I decided to go to Mammoth Lakes, California. Here's a picture of where that is.

Mammoth Lakes = A
It is a place that I do not understand ever visiting.  It is a remote ski town in the Sierra Mountains about which I strain to find a redeeming quality.  But that could be bitterness talking...

I don't know how long the trip took, and with time zones and the winter solstice and I think it was a full moon...I don't think I could begin to calculate the hours spent in transportation.

The trip was meant to go:
Philly to Nashville, and after a short layover, from Nashville to Los Angeles.  A few hours in LA and I'd be off to Mammoth Lakes.  How simple!  How easy!  How enjoyable!

FALSE.

That is NOT how traveling happens.

Traveling goes, after 2 hours sitting on the plane at the gate in Philly, the Cap'in coming on the radio and saying "There's something wrong with the wing.  It might stop working mid-air, but after weighing options we decided it'll probably be fine, so we're going to get going in a few minutes."

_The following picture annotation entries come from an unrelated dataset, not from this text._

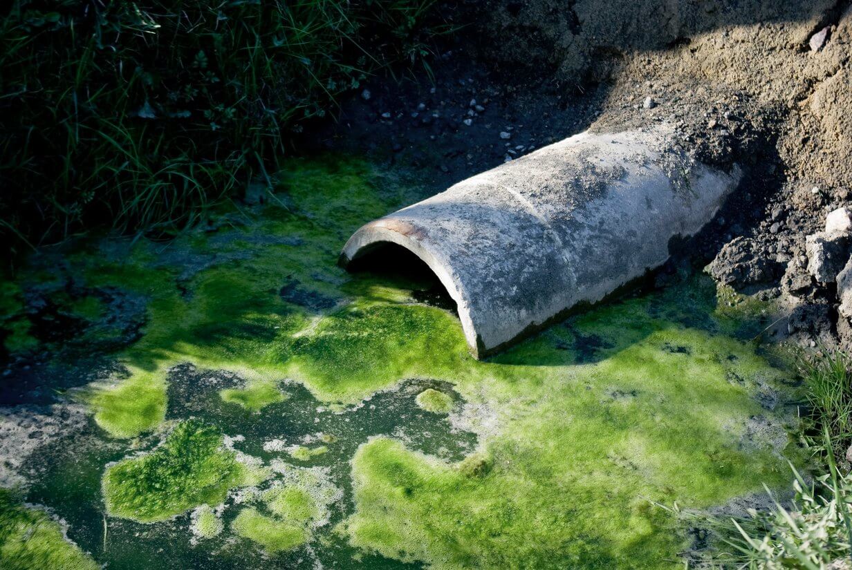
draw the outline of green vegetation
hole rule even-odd
[[[0,231],[170,231],[245,191],[300,121],[445,31],[433,0],[14,0],[0,20]],[[264,183],[265,184],[265,183]]]
[[[722,567],[843,568],[852,556],[852,474],[830,473],[809,485],[794,470],[795,493],[786,507],[751,511],[748,518],[682,517],[708,527],[718,544],[705,553]]]
[[[417,406],[433,413],[448,413],[452,409],[452,398],[434,388],[427,388],[414,398]]]
[[[162,374],[131,369],[115,385],[97,385],[84,399],[95,421],[113,437],[135,437],[155,429],[165,417],[166,385]]]
[[[257,379],[249,382],[245,388],[228,388],[219,392],[222,402],[239,404],[251,412],[260,412],[269,404],[287,399],[274,380]]]
[[[106,469],[103,494],[107,512],[140,522],[164,521],[199,504],[222,503],[229,489],[245,484],[246,468],[222,436],[198,420],[178,424],[153,451]]]
[[[841,472],[836,453],[846,458],[850,441],[852,360],[840,351],[820,351],[800,359],[799,373],[812,406],[815,455],[824,458],[824,474],[809,483],[792,468],[793,499],[774,508],[749,510],[748,517],[720,517],[671,510],[682,520],[712,532],[705,561],[723,567],[843,568],[852,556],[852,472]],[[818,434],[818,435],[817,435]],[[769,491],[769,489],[767,489]]]
[[[810,419],[817,437],[811,447],[825,445],[827,430],[832,452],[844,457],[852,444],[852,356],[843,351],[825,351],[799,361]]]
[[[314,497],[297,487],[273,487],[263,493],[263,501],[273,515],[292,522],[307,525],[320,516]]]
[[[0,489],[0,567],[3,570],[96,570],[43,512],[28,509]]]
[[[778,486],[790,451],[745,425],[778,421],[746,394],[770,396],[782,376],[747,345],[677,324],[712,310],[688,297],[600,307],[478,364],[457,390],[498,410],[498,435],[458,468],[387,437],[363,444],[342,532],[433,568],[682,566],[671,553],[686,539],[648,499],[701,508]]]
[[[170,414],[181,407],[221,413],[228,430],[246,434],[246,449],[282,438],[233,428],[254,416],[232,413],[235,407],[215,391],[191,401],[183,398],[196,394],[182,385],[167,391],[167,372],[189,362],[238,374],[245,387],[229,396],[258,405],[279,393],[256,390],[265,379],[293,379],[318,409],[352,413],[352,430],[329,426],[340,442],[321,459],[314,453],[322,447],[299,446],[268,466],[222,448],[210,428],[201,451],[181,454],[195,459],[166,454],[147,466],[164,442],[107,470],[110,513],[162,520],[201,504],[230,505],[229,488],[253,485],[240,493],[242,510],[226,510],[221,538],[238,533],[267,551],[296,548],[322,532],[318,551],[326,539],[336,548],[342,536],[359,551],[436,568],[674,567],[688,539],[678,518],[650,501],[705,509],[759,491],[762,482],[786,484],[782,454],[799,465],[787,447],[786,408],[776,405],[788,399],[789,379],[756,343],[743,342],[765,328],[763,311],[728,311],[709,278],[596,307],[479,362],[457,318],[414,302],[412,290],[430,282],[349,275],[335,265],[358,225],[412,201],[416,189],[340,157],[291,161],[280,180],[280,202],[245,213],[256,217],[246,225],[187,233],[166,248],[144,238],[120,254],[93,246],[99,254],[73,258],[69,271],[82,287],[147,299],[141,337],[116,354],[130,377],[92,386],[87,395],[115,397],[88,402],[98,423],[122,436],[156,429],[163,413],[139,402],[155,401],[164,411],[173,393],[181,400]],[[451,462],[406,447],[404,437],[361,439],[354,419],[364,408],[346,406],[411,378],[452,385],[441,390],[464,401],[459,425],[475,432],[475,453]],[[151,397],[139,397],[137,387],[151,388]],[[293,402],[299,422],[314,409],[303,403]],[[319,429],[325,426],[308,432]],[[307,434],[288,432],[287,441],[299,435]],[[311,445],[322,443],[329,442]],[[358,445],[354,459],[340,455]],[[323,467],[293,465],[312,459]],[[331,482],[350,465],[354,506],[329,537],[320,529],[330,501],[349,504],[342,494],[348,486]],[[119,466],[126,473],[113,475]],[[308,482],[308,472],[325,482]],[[202,536],[199,522],[215,523],[199,512],[192,528]]]
[[[193,513],[193,533],[203,539],[219,536],[225,529],[222,519],[209,504],[202,504]]]
[[[231,527],[239,536],[256,542],[270,553],[291,550],[310,538],[304,527],[266,516],[256,509],[240,510]]]

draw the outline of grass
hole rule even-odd
[[[809,483],[791,465],[792,500],[782,504],[770,493],[774,506],[750,509],[747,517],[681,513],[711,531],[715,540],[702,553],[705,562],[736,568],[849,567],[852,472],[849,461],[842,467],[837,457],[846,456],[852,436],[850,365],[852,359],[839,350],[823,350],[800,359],[799,373],[811,407],[805,442],[821,458],[822,474]]]
[[[843,351],[820,351],[800,359],[799,374],[817,434],[811,447],[830,442],[833,454],[844,457],[852,443],[852,356]],[[826,430],[827,440],[822,438]]]
[[[0,9],[0,237],[170,234],[304,122],[444,28],[435,0],[14,0]],[[109,220],[106,222],[106,220]]]

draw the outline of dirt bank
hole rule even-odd
[[[373,81],[369,100],[358,94],[343,106],[335,135],[348,142],[327,144],[419,166],[440,191],[587,128],[670,123],[685,152],[746,171],[692,253],[709,262],[748,240],[734,265],[771,266],[770,278],[731,284],[784,297],[792,311],[809,305],[821,316],[788,331],[803,340],[843,336],[837,295],[791,262],[826,212],[852,199],[849,2],[492,0],[453,9],[464,27],[439,47],[433,73]]]

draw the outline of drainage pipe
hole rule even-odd
[[[674,129],[584,132],[366,224],[344,267],[383,246],[423,260],[456,302],[477,358],[668,259],[739,182],[697,162]]]

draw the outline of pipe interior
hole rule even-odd
[[[363,248],[347,265],[347,270],[413,283],[412,297],[416,301],[458,315],[456,302],[435,271],[419,257],[396,243],[378,242]]]

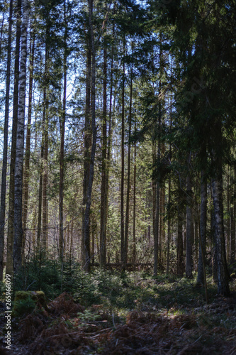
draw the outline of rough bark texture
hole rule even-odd
[[[132,53],[133,53],[133,42],[132,43]],[[126,211],[125,228],[125,263],[128,262],[128,240],[129,240],[129,219],[130,219],[130,155],[131,155],[131,121],[132,121],[132,99],[133,99],[133,62],[130,73],[130,96],[129,109],[129,131],[128,148],[128,172],[127,172],[127,192],[126,192]]]
[[[35,53],[35,34],[33,30],[31,31],[30,36],[30,78],[29,78],[29,96],[28,96],[28,123],[26,133],[26,143],[25,153],[25,166],[23,177],[23,217],[22,227],[23,231],[23,239],[26,238],[28,200],[28,182],[30,178],[30,138],[31,138],[31,116],[32,116],[32,98],[33,98],[33,65]],[[23,242],[23,246],[25,243]]]
[[[125,45],[123,48],[125,55]],[[122,113],[121,113],[121,181],[120,181],[120,258],[121,268],[125,268],[125,245],[124,224],[124,178],[125,178],[125,62],[123,67]]]
[[[16,130],[18,121],[18,81],[19,81],[19,60],[20,60],[20,40],[21,40],[21,0],[18,0],[16,7],[16,34],[15,48],[15,65],[14,65],[14,89],[13,104],[11,128],[11,148],[10,161],[10,181],[9,181],[9,224],[7,231],[6,245],[6,273],[11,274],[13,267],[13,246],[14,239],[14,185],[15,185],[15,162],[16,162]]]
[[[207,206],[207,180],[204,171],[201,173],[201,207],[200,207],[200,234],[201,245],[203,249],[203,256],[201,248],[199,248],[199,258],[198,267],[197,283],[203,285],[203,257],[206,258],[206,206]]]
[[[177,275],[183,276],[184,271],[184,248],[183,248],[183,212],[180,209],[178,213],[177,226]]]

Once in Nashville the Flight Attendant with the luxuriously long ponytail says "For those of you who missed your connecting flight to LA, you will stay on this plane all day eating nothing but overly salted peanuts and Nilla Wafers!  We'll get you to LA by the end of the day!"

So then you're stuck.  All day.  In the same seat.  Eating the same snacks.  Stopping in Austin and Houston and swapping out one group of germ-ridden cretans for the next.  Finally in LA.  Oh, what a relief.  

Hardly.

Only one airline flies to Mammoth Lakes, and it's not the airline that held you captive for the last 97 hours.  So you have to exit the airport and schlep from Terminal B to Terminal Q, or some crazy crap like that.  You go through security AGAIN.  You're so starved from yummy snacks with no actual nutritional content that you desperately spend $15 on a chicken salad sandwich and a bottle of water.

So you get on the plane to go to Mammoth.  The kind of plane that goes to Mammoth is the size of a school bus and has the propeller engines that spin and are loud, and the Flight Attendants seat passengers based on body weight so that the plane's overall weight will be balanced enough to not plunge into a mountainside.

Confidence and team building.

An hour into the flight to Mammoth, and you can see the sparkling lights of the town below and everyone sighs a collective sigh of relief.  We are here.

Almost, mutha suckas.

The man comes on the microphone and says "The winds on the ground are too strong and if we attempt to land we will most certainly crash.  We're going to fly back to LA, where you can make other arrangements."

Desperation and fatigue set in.  I hitched a ride with a guy named Evan, who seemed nice and thank heavens I was right.  He took me to the town right below Mammoth, and I found another ride from that town the rest of the way.

And was it worth it?  All of that, was it worth it when I got to Mammoth?  No.  But experiences are what travel is about, and this is an experience that I can certainly say I've experienced.